Because the decreased cellular protein ubiquitination depended on PRRSV replication and it has been shown that PRRSV Nsp2 has DUB activity, we sought to determine whether other Nsp(s) also contributes to protein deubiquitination. To this end, all of the Nsps of PRRSV strain WUH3, except Nsp6 (which encodes a very short peptide of 16 amino acids), were cloned into a mammalian expression vector pCAGGS-HA, such that they would be expressed as N-terminal HA-tagged fusion proteins. These Nsp constructs were transiently transfected into cells and their expression were verified by Western blot using an anti-HA antibody (data not shown). Subsequently, each of these Nsp constructs was co-transfected with a plasmid encoding Flag-tagged ubiquitin (pcDNA3.1-Flag-Ub) into HEK293 cells (human embryonic kidney epithelial cells) and Western blot was performed to detect the ubiquitin-conjugated proteins. As a negative control, the empty pCAGGS-HA plasmid was used in place of the Nsp-encoding vectors. As shown in Fig. 2A , of the 12 tested Nsps, ectopic expression of Nsp2 or Nsp11 resulted in markedly reduced levels of ubiquitinconjugated proteins. Notably, the effect of Nsp11 appeared to be stronger than that of Nsp2 (compare lanes 13 vs. 5). Since, the DUB activity of Nsp2 had been characterized in previous studies, we focused on Nsp11 in subsequent experiments.

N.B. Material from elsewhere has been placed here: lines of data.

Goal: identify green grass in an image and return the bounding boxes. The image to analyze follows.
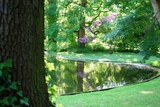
[56,78,160,107]
[52,52,160,67]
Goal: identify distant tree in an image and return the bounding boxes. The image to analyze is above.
[0,0,49,107]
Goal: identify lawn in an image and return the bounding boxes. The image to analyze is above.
[56,78,160,107]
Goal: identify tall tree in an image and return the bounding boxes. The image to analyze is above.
[0,0,49,107]
[45,0,58,50]
[151,0,160,24]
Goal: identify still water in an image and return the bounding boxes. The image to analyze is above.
[47,60,160,95]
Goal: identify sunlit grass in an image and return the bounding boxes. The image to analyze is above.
[56,78,160,107]
[52,52,160,66]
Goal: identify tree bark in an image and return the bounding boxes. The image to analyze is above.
[77,61,84,92]
[151,0,160,24]
[78,0,87,48]
[0,0,49,107]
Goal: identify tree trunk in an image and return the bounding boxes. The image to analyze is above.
[78,0,87,48]
[151,0,160,24]
[0,0,49,107]
[77,61,84,92]
[46,0,58,51]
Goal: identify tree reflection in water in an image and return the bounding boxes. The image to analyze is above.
[52,60,160,95]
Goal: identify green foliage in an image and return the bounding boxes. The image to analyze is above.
[0,59,29,107]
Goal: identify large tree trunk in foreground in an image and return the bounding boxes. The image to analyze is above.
[0,0,49,107]
[78,0,87,48]
[151,0,160,24]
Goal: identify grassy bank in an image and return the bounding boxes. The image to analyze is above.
[52,52,160,67]
[56,78,160,107]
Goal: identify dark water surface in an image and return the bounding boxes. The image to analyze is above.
[47,60,160,95]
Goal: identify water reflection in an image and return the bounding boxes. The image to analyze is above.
[51,60,159,95]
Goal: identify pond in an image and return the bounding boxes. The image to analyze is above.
[49,59,160,95]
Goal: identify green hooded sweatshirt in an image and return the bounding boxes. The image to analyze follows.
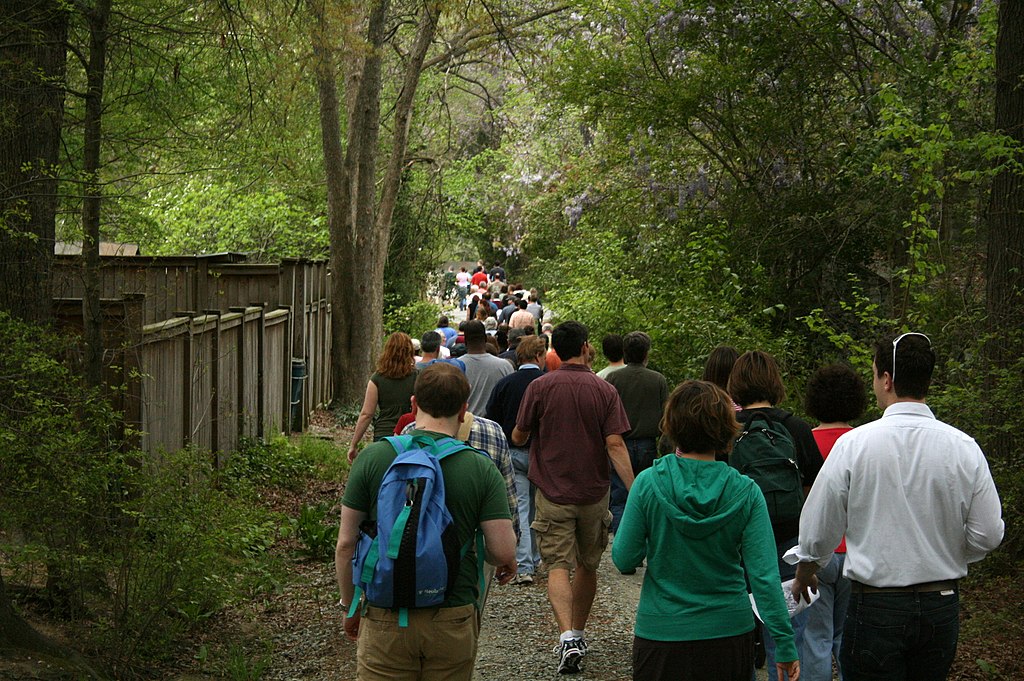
[611,455,797,662]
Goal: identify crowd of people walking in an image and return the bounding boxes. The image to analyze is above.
[336,263,1004,681]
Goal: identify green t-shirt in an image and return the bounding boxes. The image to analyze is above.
[341,430,512,607]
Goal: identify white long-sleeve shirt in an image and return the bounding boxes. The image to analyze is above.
[798,402,1004,587]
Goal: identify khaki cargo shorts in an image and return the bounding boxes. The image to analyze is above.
[529,490,611,571]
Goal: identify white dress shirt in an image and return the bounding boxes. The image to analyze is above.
[798,402,1004,587]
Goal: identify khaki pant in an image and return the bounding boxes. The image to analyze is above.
[529,490,611,572]
[355,604,480,681]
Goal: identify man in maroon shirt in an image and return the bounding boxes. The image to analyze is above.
[512,322,633,674]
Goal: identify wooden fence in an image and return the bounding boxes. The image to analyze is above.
[55,254,331,461]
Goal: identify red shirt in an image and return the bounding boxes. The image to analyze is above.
[811,426,853,553]
[516,364,630,504]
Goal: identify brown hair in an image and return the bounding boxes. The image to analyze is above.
[660,381,739,454]
[729,350,785,407]
[413,361,469,419]
[700,345,739,390]
[377,331,416,379]
[515,336,548,365]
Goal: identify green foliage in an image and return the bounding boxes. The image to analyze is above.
[384,296,441,338]
[298,432,348,480]
[125,179,329,262]
[292,503,338,562]
[100,450,281,667]
[224,645,272,681]
[223,436,314,490]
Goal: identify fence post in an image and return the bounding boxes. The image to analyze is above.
[205,309,223,468]
[252,303,266,441]
[229,307,246,442]
[121,293,145,450]
[174,311,196,446]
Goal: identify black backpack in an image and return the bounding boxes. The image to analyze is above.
[729,412,804,525]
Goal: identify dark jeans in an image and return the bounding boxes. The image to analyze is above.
[633,630,754,681]
[608,437,657,533]
[840,591,959,681]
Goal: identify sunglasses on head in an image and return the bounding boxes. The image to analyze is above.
[889,331,932,384]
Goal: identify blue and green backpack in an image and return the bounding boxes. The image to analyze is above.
[349,435,486,626]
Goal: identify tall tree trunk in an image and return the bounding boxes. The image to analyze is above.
[311,0,389,402]
[0,0,68,323]
[82,0,111,386]
[374,0,441,282]
[986,0,1024,457]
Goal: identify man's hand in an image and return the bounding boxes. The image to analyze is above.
[775,659,800,681]
[342,610,360,641]
[791,563,818,603]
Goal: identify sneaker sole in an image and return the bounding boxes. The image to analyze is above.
[558,651,583,674]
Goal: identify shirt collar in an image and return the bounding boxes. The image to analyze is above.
[882,402,935,419]
[558,361,594,374]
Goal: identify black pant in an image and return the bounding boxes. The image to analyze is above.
[633,629,754,681]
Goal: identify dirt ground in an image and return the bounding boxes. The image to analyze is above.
[0,405,1024,681]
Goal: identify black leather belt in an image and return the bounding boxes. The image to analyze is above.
[850,580,957,594]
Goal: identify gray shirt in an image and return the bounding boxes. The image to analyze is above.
[459,352,515,414]
[797,402,1004,587]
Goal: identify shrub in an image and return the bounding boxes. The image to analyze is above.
[384,296,441,338]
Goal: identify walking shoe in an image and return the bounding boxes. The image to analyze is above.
[555,638,583,674]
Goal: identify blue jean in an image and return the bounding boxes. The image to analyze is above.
[800,553,850,681]
[762,537,810,681]
[509,446,541,574]
[608,437,657,533]
[840,590,959,681]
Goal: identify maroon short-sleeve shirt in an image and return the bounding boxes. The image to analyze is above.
[516,364,630,504]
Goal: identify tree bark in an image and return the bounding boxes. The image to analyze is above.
[0,0,68,323]
[374,0,441,270]
[82,0,111,387]
[311,0,389,402]
[986,0,1024,458]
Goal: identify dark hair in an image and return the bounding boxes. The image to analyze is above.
[874,334,935,399]
[701,345,739,390]
[462,320,487,348]
[413,361,469,419]
[729,350,785,407]
[623,331,650,365]
[660,381,739,454]
[420,331,441,353]
[601,334,623,361]
[804,365,867,423]
[515,336,548,365]
[551,321,589,361]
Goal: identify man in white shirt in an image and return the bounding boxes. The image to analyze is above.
[460,320,515,414]
[793,333,1004,681]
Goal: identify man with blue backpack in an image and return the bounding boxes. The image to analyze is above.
[335,364,516,681]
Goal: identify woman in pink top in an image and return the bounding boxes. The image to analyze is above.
[800,365,867,681]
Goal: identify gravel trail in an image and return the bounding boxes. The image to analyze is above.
[473,548,644,681]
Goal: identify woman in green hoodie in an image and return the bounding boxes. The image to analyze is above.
[611,381,800,681]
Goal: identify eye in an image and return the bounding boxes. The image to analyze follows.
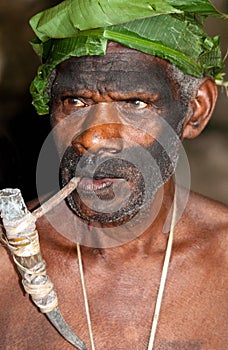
[128,100,148,109]
[62,96,87,108]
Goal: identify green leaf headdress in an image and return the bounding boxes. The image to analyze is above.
[30,0,228,114]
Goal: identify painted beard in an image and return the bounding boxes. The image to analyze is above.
[60,135,179,227]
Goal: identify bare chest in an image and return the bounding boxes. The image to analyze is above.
[1,245,227,350]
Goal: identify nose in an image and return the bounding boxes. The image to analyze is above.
[72,103,123,156]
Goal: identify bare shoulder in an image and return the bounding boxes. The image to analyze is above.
[186,192,228,234]
[180,192,228,261]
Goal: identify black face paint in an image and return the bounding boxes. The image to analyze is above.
[60,134,178,225]
[52,52,187,225]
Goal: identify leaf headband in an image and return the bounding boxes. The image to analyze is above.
[30,0,228,114]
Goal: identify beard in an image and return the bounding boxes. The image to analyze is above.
[60,140,179,227]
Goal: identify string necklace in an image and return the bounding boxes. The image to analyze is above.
[77,191,177,350]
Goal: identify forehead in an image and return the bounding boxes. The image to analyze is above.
[53,47,175,98]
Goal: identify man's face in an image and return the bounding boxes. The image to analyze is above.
[52,48,186,225]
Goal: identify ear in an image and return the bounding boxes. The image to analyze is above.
[182,77,218,139]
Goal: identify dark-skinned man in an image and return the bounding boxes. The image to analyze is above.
[1,0,228,350]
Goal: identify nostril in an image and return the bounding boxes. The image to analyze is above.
[96,147,121,156]
[71,140,88,154]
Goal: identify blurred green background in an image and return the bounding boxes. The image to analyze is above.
[0,0,228,204]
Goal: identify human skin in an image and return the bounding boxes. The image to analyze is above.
[0,46,228,350]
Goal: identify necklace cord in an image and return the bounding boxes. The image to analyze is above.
[77,191,177,350]
[147,191,177,350]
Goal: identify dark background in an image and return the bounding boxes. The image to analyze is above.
[0,0,228,204]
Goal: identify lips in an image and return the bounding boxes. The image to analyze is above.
[78,177,118,192]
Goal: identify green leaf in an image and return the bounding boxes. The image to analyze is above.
[30,0,181,41]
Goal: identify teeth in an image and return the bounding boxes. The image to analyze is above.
[79,178,112,192]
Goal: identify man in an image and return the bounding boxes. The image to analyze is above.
[1,1,228,350]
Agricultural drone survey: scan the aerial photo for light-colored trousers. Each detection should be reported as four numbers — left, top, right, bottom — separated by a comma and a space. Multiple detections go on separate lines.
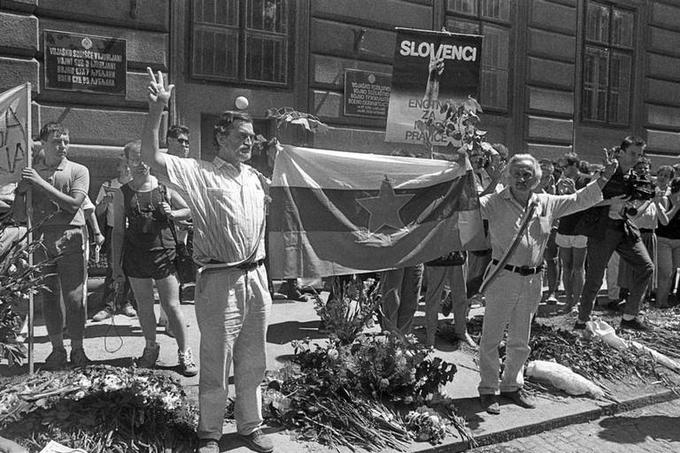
478, 270, 542, 395
380, 264, 423, 334
195, 265, 272, 440
425, 266, 468, 345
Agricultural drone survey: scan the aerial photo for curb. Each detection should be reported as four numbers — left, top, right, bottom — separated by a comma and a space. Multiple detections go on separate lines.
417, 390, 680, 453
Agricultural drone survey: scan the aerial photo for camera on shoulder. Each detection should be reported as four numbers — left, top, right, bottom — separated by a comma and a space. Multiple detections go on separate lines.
602, 169, 655, 201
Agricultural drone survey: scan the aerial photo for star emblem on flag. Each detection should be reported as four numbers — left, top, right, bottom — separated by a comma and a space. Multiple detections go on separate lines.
356, 175, 413, 232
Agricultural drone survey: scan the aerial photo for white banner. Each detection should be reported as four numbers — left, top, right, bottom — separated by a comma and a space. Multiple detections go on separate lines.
0, 84, 30, 187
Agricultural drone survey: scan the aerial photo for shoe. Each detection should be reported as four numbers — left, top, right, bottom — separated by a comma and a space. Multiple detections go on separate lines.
455, 332, 479, 349
501, 389, 536, 409
137, 343, 161, 368
604, 299, 626, 311
196, 439, 220, 453
43, 348, 68, 371
442, 294, 453, 316
479, 395, 501, 415
120, 302, 137, 318
620, 318, 649, 330
70, 348, 90, 367
239, 429, 274, 453
92, 308, 113, 322
177, 348, 198, 377
286, 288, 307, 301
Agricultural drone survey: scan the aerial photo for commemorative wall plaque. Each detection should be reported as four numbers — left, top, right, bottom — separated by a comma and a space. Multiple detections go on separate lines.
43, 30, 127, 96
344, 69, 392, 119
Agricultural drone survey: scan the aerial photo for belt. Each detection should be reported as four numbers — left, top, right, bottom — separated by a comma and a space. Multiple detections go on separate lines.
206, 259, 264, 271
491, 258, 543, 277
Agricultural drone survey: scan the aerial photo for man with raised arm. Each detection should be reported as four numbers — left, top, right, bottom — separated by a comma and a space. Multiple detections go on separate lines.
142, 69, 274, 453
478, 154, 618, 414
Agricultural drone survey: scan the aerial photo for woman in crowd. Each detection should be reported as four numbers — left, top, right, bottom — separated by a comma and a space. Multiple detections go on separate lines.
654, 178, 680, 308
113, 141, 198, 376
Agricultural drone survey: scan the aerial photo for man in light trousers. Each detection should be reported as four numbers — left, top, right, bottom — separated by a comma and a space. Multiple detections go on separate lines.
142, 69, 274, 453
478, 154, 617, 414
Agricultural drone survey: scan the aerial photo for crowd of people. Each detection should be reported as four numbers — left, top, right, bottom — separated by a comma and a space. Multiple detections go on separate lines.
0, 65, 680, 453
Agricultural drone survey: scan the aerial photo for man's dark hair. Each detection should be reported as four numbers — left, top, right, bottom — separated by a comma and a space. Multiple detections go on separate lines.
213, 110, 253, 146
123, 140, 142, 159
670, 178, 680, 193
40, 123, 70, 141
564, 153, 581, 167
165, 124, 189, 139
621, 135, 647, 151
635, 156, 652, 168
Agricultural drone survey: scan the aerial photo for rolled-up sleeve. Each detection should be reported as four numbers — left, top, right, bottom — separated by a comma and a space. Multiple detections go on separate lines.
479, 194, 495, 220
550, 181, 602, 218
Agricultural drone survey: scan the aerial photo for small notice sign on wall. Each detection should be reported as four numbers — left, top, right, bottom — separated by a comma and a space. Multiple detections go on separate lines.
43, 30, 127, 96
345, 69, 392, 119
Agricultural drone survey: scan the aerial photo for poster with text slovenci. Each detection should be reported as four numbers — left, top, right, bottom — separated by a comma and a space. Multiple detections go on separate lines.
385, 28, 482, 146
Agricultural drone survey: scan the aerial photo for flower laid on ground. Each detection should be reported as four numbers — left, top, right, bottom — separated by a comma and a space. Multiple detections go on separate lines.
405, 406, 448, 444
0, 225, 54, 366
314, 278, 380, 344
251, 333, 473, 451
0, 365, 198, 453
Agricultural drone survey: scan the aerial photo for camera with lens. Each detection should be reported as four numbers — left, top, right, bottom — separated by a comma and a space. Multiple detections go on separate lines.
602, 170, 655, 216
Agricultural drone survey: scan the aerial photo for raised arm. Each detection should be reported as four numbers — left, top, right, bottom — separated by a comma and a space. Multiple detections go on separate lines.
142, 68, 175, 178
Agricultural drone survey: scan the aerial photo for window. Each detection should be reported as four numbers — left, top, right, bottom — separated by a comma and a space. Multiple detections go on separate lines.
581, 1, 635, 125
192, 0, 292, 86
446, 0, 512, 110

To further confirm the DUB activity of Nsp11, HEK293 cells were transfected with the empty vector or increasing amounts of V5-tagged Nsp11 expression plasmid along with HA-tagged ubiquitin vector (HA-Ub) and the levels of ubiquitin-conjugated proteins were monitored at 36 h post-transfection. As shown in Fig. 2B , compared to the control vector transfected cells (lane 2), the degree of deubiquitination directly correlated with the amount of Nsp11 expressed (lanes 3-6). These data strongly suggest that Nsp11 is directly responsible for the decrease in ubiquitinated cellular proteins.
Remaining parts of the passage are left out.